Urolithiasis is a common urinary tract condition with a prevalence of approximately 14% [1]. There are multiple factors which influence an individual’s propensity for formation of urinary tract calculi, the most common of which are age, sex, and ethnicity [1, 2]. Anatomically they can have origin in the upper tract or the lower tract of which those originating in the upper tracts are more common while approximately 5% are found within the bladder [3]. They present a significant clinical and economic burden to the healthcare systems [4, 5]. In an attempt to bring uniformity in management worldwide, many institutions have developed extensive guidelines to aid in the evaluation and management of urolithiasis.
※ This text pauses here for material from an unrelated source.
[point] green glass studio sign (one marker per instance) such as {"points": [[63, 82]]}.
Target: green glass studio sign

Once the diagnosis of urolithiasis is confirmed, the goal of a diagnostic evaluation is to identify, efficiently and economically, the differences present in the patient’s metabolic physiology to guide effective preventive strategies for recurrence and better assessment of prognosis. The extent of evaluation depends on the factors like: severity and type of stone disease; new stone formation or recurrent stone formation; co-existence of any systemic disease and/or risk factors for recurrent stone formation; family history of nephrolithiasis and last but not the least patient’s interest in stone prevention (Figure 1).

Figure 1.

A stepwise approach for the diagnostic evaluation of suspected nephrolithiasis.

Technological advancements in the endourological armamentarium have happened at a rapid pace since its inception and is still going on. As a result, the search for the best treatment modality for any given stone undergoes a frequent shift from one modality to other in accordance with the newer available evidence. The aim of this chapter is to highlight and summarize in the form of an algorithmic approach the best possible treatment of renal and ureteric calculi in accordance with the recommendations from various urological institutions worldwide along with the newer available evidence.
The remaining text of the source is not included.